Uno de esos conceptos, tan obvio que casi nunca vemos, es la relación entre las normas sociales y las mercantiles, que Ariel y explica con ejemplos tan cotidianos como ilustrativos: si tu vecino te pide ayuda para recolocar un sofá en su casa lo harás con sumo gusto (rige la norma social), pero en cambio, si te ofrece un pequeño pago por ello (rige la norma mercantil), te sentirás ofendido y rechazarás hacerlo, a menos que la cantidad ofrecida sea “mercantilmente justa”, con lo que se convertiría ya en relación mercantil, es decir, en un trabajo.

Si lo traducimos al entorno empresarial, vemos que las empresas quieren cada vez más que sus empleados se “sientan” parte de la empresa, pero contradictoriamente, siguen empleando con ellos relaciones de índole “mercantil”. Desde el punto de vista del trabajador, puede que el dinero o las compensaciones monetarias le motiven de manera inmediata, pero son las consideraciones sociales las que marcan la diferencia a largo plazo.

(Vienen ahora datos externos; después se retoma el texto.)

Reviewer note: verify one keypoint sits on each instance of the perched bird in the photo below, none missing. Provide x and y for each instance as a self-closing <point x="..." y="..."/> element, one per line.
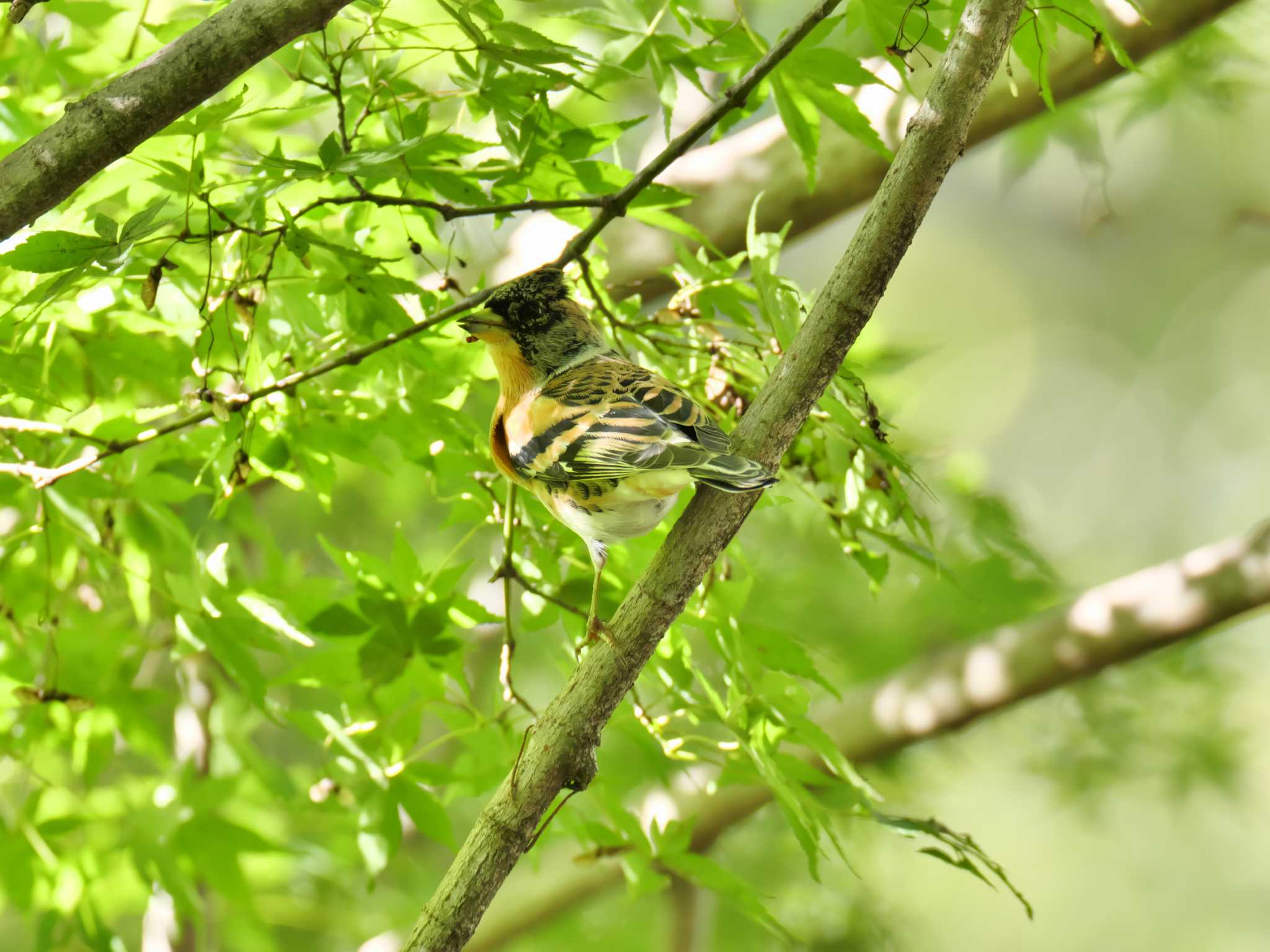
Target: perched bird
<point x="605" y="444"/>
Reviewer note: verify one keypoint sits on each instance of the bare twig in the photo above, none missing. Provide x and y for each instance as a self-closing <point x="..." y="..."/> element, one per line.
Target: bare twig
<point x="611" y="206"/>
<point x="1112" y="624"/>
<point x="112" y="122"/>
<point x="506" y="571"/>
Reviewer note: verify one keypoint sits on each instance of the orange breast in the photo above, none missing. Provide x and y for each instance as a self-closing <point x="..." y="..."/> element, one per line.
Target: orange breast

En lugar de centrar la atención en los salarios, la jornada, la competitividad, la productividad o el despido, sería mucho más efectivo trabajar de modo conjunto para crear un sentimiento generalizado que promueva el interés en tener un objetivo, una misión y el orgullo y la satisfacción por el hecho de trabajar.

 

Y no olvidemos que ello supone implicación para todas las partes. En lugar de utilizar el recorte de plantilla para solventar las apreturas, el empresario debe buscar fórmulas alternativas que no supongan despidos y los empleados deben esforzarse por participar en la búsqueda de esas alternativas y contribuir de modo activo a hacerlas posibles. Pensemos en el ejemplo del sofá y nos daremos cuenta de que la forma más costosa de motivar a las personas es mediante el dinero, puesto que entonces sólo se moverán por él y también en que uno de los efectos perniciosos del dinero es que ahuyenta la relación social. Can´t buy me love, cantaron los Beatles, el dinero no me puede comprar, por que la lealtad es algo que se regala libremente, clama el trabajador. Somebody to love, contestó Queen, ¿puedes encontrarme alguien para amar?, parece cantar el empresario que lucha duramente por levantar su negocio.

Para que esto tenga éxito hay que tener en cuenta que ninguno de los implicados puede jugar con las dos barajas al tiempo. Si las empresas y los empleados quieren beneficiarse mutuamente de las ventajas de establecer un clima de relación social dentro de la empresa, ambas partes tienen que esforzarse seriamente por promover y reforzar estas relaciones, por encima de la relación económica que subyace. Estoy seguro de que tener esto muy presente puede cambiar la manera de abordar unos acuerdos sociales tan necesarios como trascendentales.